Department of Toxicology and Bromatology, Faculty of Pharmacy, L. Rydygier Collegium Medicum in Bydgoszcz, Nicolaus Copernicus University in Torun, A. Jurasza 2 Street, PL-85089 Bydgoszcz, Poland.
Department of Medical Biology and Biochemistry, Faculty of Medicine, L. Rydygier Collegium Medicum in Bydgoszcz, Nicolaus Copernicus University in Torun, Karłowicza 24 Street, PL-85092 Bydgoszcz, Poland.
Int J Mol Sci. 2022 May 4;23(9):5132. doi: 10.3390/ijms23095132.

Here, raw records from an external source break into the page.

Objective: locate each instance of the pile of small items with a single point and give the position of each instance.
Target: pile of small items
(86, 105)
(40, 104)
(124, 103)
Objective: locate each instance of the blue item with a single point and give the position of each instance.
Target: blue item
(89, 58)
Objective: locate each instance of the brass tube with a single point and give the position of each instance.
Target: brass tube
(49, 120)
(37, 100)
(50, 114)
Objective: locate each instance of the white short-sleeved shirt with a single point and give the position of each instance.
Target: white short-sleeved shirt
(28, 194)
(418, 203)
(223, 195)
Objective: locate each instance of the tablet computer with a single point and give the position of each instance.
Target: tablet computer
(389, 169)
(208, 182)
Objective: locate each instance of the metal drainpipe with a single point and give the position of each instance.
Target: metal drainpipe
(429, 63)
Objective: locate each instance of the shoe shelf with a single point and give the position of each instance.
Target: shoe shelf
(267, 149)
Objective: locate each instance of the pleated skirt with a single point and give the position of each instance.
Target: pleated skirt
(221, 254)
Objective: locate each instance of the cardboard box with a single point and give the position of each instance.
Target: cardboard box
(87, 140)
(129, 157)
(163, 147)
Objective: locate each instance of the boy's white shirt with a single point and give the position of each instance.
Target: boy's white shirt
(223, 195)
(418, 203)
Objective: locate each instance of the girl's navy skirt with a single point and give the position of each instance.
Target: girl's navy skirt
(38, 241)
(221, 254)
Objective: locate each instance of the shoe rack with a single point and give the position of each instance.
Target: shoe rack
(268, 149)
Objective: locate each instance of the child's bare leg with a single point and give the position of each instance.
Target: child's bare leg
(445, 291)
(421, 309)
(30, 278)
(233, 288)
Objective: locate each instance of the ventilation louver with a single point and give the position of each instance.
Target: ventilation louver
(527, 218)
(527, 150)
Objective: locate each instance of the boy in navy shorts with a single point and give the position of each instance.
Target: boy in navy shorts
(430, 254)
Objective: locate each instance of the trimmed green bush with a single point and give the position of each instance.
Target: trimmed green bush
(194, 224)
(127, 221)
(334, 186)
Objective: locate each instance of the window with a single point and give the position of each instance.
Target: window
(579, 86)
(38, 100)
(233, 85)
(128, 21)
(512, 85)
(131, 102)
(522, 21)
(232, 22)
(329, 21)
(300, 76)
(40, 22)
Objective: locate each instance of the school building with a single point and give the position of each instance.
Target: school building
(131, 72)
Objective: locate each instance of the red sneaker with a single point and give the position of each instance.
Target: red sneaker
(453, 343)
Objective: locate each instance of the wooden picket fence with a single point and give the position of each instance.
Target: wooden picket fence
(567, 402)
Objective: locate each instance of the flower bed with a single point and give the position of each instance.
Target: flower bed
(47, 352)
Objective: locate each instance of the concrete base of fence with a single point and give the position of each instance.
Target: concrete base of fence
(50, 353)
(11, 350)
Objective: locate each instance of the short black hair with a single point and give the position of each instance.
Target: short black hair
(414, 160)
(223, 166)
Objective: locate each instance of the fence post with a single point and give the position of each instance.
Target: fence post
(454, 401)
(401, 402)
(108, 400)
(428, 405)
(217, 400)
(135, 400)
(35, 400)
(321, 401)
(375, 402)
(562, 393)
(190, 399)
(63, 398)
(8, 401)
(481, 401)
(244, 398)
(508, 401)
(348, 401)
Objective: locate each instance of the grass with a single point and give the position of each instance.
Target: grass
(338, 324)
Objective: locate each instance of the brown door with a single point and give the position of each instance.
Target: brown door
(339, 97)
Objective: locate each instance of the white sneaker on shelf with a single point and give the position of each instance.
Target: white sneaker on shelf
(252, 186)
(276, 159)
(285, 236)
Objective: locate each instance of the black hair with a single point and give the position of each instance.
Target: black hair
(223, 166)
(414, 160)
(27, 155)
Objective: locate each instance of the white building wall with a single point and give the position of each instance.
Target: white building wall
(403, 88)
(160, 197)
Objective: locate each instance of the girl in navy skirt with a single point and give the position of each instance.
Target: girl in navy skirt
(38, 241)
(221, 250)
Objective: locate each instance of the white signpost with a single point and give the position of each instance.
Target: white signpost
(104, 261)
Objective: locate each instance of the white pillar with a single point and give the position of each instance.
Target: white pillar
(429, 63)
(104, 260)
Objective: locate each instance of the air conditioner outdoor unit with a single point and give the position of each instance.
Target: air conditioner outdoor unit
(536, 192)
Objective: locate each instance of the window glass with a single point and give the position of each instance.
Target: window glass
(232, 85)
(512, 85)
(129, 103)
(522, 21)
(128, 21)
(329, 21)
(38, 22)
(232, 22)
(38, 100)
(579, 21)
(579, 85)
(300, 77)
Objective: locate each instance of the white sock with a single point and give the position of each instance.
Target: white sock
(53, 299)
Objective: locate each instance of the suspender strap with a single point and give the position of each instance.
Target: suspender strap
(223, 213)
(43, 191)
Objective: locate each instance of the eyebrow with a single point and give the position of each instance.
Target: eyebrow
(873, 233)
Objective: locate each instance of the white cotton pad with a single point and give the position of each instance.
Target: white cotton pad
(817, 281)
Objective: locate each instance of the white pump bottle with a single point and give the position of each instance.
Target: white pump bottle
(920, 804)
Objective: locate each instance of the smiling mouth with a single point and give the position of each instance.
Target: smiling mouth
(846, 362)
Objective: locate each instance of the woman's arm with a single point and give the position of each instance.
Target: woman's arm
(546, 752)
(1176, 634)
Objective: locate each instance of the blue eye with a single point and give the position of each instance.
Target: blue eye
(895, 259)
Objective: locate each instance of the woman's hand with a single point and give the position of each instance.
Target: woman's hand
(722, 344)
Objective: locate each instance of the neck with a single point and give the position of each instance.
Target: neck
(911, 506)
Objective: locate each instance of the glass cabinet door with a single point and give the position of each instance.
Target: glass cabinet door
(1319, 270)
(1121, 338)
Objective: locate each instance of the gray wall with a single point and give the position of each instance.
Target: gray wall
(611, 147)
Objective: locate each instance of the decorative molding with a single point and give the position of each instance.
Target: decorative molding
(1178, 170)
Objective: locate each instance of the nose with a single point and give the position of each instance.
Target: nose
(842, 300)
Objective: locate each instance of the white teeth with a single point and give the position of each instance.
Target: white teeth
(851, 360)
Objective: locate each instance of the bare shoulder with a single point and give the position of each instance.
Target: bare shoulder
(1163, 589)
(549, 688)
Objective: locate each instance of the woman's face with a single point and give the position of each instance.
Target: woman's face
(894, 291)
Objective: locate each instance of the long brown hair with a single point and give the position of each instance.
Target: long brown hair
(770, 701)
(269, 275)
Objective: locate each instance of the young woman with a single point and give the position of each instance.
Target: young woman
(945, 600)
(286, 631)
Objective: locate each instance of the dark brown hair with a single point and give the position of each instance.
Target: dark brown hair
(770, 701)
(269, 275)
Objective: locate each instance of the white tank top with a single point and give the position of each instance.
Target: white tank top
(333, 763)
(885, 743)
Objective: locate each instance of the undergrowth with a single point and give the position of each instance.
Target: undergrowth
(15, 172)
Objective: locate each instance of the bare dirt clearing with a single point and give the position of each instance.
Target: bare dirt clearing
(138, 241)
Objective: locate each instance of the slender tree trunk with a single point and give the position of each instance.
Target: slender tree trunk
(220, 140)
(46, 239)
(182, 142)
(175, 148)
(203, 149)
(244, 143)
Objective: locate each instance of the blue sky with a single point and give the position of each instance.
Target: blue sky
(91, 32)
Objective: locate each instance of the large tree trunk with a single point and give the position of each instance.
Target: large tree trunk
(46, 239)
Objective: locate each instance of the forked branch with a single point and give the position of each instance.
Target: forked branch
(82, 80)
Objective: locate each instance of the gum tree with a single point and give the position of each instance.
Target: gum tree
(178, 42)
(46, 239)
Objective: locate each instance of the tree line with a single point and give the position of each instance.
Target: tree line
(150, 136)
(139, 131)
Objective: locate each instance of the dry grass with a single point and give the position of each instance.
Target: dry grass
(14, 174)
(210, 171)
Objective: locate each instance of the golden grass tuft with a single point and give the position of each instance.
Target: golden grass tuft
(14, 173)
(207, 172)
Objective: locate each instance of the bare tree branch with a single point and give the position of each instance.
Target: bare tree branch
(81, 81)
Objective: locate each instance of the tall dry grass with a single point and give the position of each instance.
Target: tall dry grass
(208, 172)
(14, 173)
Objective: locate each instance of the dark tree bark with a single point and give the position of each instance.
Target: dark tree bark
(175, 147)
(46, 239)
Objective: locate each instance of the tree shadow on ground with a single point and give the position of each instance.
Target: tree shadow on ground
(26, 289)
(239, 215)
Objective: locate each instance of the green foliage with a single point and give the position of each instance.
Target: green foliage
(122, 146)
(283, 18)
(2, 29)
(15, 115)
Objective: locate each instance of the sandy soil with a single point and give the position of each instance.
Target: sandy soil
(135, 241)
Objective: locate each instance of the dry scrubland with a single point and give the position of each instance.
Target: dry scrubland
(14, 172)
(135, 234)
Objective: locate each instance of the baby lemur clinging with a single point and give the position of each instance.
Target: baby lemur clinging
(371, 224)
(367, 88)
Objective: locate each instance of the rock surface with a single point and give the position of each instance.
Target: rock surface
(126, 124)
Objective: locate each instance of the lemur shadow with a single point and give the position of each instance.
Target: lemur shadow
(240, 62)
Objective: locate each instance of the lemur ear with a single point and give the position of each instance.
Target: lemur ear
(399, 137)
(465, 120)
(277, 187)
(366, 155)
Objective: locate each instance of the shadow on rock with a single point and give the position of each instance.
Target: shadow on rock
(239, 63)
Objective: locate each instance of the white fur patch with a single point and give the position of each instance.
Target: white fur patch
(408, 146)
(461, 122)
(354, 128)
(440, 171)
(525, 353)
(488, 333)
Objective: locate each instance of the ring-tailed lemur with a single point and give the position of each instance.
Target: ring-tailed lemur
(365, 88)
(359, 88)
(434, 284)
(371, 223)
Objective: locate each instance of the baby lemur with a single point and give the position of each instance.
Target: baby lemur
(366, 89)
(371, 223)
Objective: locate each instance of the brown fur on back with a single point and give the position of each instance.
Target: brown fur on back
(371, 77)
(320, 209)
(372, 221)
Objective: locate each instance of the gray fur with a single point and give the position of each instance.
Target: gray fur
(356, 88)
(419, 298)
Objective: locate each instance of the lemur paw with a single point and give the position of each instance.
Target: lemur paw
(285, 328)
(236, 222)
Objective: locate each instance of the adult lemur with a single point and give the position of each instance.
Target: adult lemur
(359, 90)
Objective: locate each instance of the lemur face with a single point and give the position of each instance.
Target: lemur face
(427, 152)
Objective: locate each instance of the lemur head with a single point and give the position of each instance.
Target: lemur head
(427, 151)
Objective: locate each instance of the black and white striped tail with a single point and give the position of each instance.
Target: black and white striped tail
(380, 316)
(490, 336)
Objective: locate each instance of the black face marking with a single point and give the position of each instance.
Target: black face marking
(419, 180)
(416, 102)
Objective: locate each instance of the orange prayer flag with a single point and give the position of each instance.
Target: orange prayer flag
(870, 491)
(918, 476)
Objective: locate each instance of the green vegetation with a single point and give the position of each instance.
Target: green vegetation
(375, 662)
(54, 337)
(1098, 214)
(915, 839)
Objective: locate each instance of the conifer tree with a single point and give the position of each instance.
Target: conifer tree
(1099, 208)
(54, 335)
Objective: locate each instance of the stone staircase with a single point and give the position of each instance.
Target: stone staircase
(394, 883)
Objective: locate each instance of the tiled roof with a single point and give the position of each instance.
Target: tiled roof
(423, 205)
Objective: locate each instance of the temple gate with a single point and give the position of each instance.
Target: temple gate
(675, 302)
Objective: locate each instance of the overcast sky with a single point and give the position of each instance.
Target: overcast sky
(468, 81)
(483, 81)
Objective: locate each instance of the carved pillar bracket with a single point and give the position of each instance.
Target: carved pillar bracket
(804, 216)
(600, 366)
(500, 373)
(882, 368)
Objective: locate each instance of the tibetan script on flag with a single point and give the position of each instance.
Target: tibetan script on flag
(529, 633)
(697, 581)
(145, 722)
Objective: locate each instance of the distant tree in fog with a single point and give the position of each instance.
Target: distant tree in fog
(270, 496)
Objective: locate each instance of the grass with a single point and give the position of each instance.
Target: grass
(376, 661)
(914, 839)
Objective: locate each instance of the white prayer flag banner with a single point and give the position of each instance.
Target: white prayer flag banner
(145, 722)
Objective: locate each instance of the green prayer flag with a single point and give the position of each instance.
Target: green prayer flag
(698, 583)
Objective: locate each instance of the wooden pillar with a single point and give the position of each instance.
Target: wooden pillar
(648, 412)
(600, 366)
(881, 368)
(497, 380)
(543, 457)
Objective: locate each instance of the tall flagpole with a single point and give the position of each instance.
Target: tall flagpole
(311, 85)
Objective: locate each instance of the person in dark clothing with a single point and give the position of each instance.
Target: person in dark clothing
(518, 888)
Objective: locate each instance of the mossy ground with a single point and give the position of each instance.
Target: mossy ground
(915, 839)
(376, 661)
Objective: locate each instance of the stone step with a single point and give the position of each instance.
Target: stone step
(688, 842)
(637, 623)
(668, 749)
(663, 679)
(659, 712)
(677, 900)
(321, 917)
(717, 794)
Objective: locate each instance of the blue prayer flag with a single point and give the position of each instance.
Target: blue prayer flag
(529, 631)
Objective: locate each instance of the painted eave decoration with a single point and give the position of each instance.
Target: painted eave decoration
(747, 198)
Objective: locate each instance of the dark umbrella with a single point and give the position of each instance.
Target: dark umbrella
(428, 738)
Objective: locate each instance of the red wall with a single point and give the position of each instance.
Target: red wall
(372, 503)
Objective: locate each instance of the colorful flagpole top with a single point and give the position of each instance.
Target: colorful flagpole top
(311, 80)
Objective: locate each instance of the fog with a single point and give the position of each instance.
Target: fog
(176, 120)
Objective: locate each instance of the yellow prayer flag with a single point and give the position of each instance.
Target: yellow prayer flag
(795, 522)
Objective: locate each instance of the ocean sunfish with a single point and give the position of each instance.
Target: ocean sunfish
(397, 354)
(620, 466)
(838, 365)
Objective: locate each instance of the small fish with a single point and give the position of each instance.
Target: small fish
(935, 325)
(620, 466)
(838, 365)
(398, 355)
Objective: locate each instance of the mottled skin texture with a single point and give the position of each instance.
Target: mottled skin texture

An approach using multivariate adaptive regression splines (MARSplines) was applied for quantitative structure-activity relationship studies of the antitumor activity of anthrapyrazoles. At the first stage, the structures of anthrapyrazole derivatives were subjected to geometrical optimization by the AM1 method using the Polak-Ribiere algorithm. In the next step, a data set of 73 compounds was coded over 2500 calculated molecular descriptors. It was shown that fourteen independent variables appearing in the statistically significant MARS model (i.e., descriptors belonging to 3D-MoRSE, 2D autocorrelations, GETAWAY, burden eigenvalues and RDF descriptors), significantly affect the antitumor activity of anthrapyrazole compounds. The study confirmed the benefit of using a modern machine learning algorithm, since the high predictive power of the obtained model had proven to be useful for the prediction of antitumor activity against murine leukemia L1210. It could certainly be considered as a tool for predicting activity against other cancer cell lines.
采用多元自适应回归样条(MARSplines)方法对蒽并吡唑类化合物的抗肿瘤活性进行定量构效关系研究。在第一阶段,使用 Polak-Ribiere 算法通过 AM1 方法对蒽并吡唑衍生物的结构进行几何优化。在下一步中,对 73 种化合物的数据集进行了 2500 多个计算分子描述符的编码。结果表明,在统计学上显著的 MARS 模型中出现了十四个独立变量(即 3D-MoRSE、2D 自相关、GETAWAY、负担特征值和 RDF 描述符的描述符),这些变量显著影响了蒽并吡唑类化合物的抗肿瘤活性。研究证实了使用现代机器学习算法的好处,因为所得到的模型具有较高的预测能力,这对于预测对小鼠白血病 L1210 的抗肿瘤活性非常有用。它无疑可以被认为是预测对其他癌细胞系活性的工具。